Thank you, God, for your unfailing love and goodness this Thanksgiving.
I think it seems quite fitting that our study will end this week during a week when we here America will celebrate Thanksgiving. Surely, that was the purpose that the Jews established the celebration of Purim. Of course, we know about the pilgrims and their sharing a meal with the Indians who taught them to survive in the New World. The official proclamation of the holiday to be celebrated on the last Thursday in November each year came from President Abraham Lincoln and was continued by all presidents for 75 years until Congress made it an official holiday in 1941.
I don't have the source (came from a website without footnotes) but these words about our great President and the sovereignty of God in his life might remind me of the providence of God in the affairs of man:
"Lincoln's original 1863 Thanksgiving Proclamation came - spiritually speaking - at a pivotal point in his life. During the first week of July of that year, the Battle of Gettysburg occurred, resulting in the loss of some 60,000 American lives. Four months later in November, Lincoln delivered his famous "Gettsysburg Address." It was while Lincoln was walking among the thousands of graves there at Gettysburg that he committed his life to Christ. As he explained to a friend: When I left Springfield [to assume the Presidency] I asked the people to pray for me. I was not a Christian. When I buried my son, the severest trial of my life, I was not a Christian. But when I went to Gettysburg and saw the graves of thousands of our soldiers, I then and there consecrated myself to Christ."
It is quite a scene to imagine Abraham Lincoln walking past thousands of graves and God pivoting him toward a life consecrated to Christ. There were many other choices -- bitterness, despair, failure, hopelessness, even anger and fear. But our great President turned to the One who could change the course of events that were destroying the course of destiny of our nation that had begun over 300 years before when men and women braved the unknown and came to settle in the New World for the purpose of religious freedom. On Good Friday,1865, President Lincoln met his Savior face to face. All of His questions are answered, and surely he has found the peace that he never really knew as the leader of this great nation.
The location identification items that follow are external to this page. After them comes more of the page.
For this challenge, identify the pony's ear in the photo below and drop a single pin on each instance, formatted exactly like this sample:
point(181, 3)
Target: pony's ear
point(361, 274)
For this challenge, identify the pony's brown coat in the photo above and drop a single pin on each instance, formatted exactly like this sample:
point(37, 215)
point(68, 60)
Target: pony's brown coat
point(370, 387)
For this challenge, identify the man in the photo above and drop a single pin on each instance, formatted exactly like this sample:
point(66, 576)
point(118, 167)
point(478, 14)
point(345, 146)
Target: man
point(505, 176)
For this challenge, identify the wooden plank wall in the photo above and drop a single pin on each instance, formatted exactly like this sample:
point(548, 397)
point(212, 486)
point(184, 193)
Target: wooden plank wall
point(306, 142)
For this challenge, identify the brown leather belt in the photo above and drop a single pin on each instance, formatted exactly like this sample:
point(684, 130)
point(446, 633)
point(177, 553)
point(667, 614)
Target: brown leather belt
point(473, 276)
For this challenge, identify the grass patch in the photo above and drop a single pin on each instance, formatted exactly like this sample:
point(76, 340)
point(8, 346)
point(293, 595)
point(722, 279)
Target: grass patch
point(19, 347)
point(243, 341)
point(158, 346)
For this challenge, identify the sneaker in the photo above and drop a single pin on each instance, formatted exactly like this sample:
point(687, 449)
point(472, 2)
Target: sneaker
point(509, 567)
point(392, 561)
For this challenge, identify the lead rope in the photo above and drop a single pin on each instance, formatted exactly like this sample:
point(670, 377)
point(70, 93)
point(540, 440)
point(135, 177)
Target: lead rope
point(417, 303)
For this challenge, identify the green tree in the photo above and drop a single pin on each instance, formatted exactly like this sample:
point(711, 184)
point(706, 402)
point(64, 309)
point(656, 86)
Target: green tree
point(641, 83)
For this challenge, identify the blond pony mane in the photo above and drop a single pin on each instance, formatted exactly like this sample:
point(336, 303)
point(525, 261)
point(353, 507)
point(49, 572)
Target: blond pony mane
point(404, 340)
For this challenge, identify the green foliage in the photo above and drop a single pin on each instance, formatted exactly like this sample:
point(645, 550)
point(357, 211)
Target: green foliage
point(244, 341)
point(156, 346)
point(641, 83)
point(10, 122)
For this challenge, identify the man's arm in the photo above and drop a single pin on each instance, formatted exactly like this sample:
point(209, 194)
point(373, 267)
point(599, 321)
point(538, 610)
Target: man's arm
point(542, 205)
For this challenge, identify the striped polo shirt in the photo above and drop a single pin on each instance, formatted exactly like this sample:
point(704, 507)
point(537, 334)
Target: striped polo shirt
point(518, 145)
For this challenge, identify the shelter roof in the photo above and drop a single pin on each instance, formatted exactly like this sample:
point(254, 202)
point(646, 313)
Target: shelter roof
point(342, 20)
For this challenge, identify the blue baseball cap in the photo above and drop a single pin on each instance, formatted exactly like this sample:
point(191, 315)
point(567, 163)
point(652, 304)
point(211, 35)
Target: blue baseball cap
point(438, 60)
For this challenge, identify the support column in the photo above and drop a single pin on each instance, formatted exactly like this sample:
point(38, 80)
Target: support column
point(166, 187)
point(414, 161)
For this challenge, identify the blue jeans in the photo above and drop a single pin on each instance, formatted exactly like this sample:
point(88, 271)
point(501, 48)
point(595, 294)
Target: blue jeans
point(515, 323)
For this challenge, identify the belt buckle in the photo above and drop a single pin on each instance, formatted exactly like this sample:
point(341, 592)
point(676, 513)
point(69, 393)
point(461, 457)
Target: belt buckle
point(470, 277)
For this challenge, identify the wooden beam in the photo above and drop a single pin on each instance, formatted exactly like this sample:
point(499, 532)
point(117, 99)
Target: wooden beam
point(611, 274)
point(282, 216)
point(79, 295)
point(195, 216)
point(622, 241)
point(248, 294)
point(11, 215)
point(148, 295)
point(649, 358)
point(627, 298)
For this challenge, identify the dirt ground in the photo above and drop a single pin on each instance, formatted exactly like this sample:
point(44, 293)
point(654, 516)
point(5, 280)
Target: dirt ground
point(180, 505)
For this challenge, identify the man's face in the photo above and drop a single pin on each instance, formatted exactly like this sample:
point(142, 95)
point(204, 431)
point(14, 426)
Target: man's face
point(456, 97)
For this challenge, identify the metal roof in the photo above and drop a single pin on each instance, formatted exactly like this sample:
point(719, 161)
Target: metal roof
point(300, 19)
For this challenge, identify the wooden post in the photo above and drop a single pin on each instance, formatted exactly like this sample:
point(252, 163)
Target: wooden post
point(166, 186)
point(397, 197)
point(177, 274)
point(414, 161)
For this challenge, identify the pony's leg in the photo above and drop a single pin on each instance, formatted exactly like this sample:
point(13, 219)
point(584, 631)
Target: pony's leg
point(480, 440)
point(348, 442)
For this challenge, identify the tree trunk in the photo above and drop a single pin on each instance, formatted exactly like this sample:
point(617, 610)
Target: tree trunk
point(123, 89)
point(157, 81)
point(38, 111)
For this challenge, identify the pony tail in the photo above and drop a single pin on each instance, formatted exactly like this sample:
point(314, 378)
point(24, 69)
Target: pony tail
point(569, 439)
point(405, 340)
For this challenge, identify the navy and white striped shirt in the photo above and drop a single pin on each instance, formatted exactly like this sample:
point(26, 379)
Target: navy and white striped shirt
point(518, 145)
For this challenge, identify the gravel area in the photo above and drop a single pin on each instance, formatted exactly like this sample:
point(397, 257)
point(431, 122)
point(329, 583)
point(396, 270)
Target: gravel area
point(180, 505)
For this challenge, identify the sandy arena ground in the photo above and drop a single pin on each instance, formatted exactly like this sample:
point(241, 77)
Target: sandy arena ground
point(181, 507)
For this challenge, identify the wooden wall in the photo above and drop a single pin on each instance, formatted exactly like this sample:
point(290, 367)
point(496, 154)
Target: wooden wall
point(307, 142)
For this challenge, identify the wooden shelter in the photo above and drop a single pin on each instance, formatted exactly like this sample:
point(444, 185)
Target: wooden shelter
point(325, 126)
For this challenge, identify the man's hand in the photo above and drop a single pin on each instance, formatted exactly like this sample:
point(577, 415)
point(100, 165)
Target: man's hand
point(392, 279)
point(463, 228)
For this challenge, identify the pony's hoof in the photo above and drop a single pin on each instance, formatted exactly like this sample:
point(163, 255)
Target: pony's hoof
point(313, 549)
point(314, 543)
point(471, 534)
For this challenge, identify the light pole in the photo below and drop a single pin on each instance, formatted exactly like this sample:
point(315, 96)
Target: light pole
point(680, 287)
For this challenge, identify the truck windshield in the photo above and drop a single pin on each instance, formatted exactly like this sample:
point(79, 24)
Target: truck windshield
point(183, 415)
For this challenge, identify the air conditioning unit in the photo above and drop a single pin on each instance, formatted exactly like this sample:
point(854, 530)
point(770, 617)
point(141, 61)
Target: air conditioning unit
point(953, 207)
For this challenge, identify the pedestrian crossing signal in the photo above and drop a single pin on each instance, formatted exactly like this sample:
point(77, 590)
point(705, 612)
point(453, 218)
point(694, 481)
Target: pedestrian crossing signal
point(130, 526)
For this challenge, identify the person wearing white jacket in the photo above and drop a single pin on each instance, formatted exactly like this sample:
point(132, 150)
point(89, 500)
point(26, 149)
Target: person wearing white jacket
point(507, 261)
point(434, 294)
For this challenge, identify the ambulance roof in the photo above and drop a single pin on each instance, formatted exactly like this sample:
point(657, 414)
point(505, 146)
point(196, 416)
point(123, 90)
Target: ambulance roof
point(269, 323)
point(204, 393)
Some of my friends in Bible Study are facing battles. These battles may be Gettysburgs, pivotal points that will require huge steps of faith in a directions they never thought we would go. Many of them will take these steps in a direction not of their choosing had God given them a list of preferences concerning the legs on the journey during the course of their lives; but journeys they are on still the same. In a less Gettysburg type way, I am facing my own steps of faith. I pray that the study of Esther has given all of us the courage to trust God when life turns upside down and the tables need turning. I know it has challenged me and caused me to carefully consider the God who is there even when I can't see Him. How blessed I have been to given the opportunity to ask the questions to a special group of women who have chosen to follow hard after God.
Thank you, God, for your unfailing love and goodness this Thanksgiving.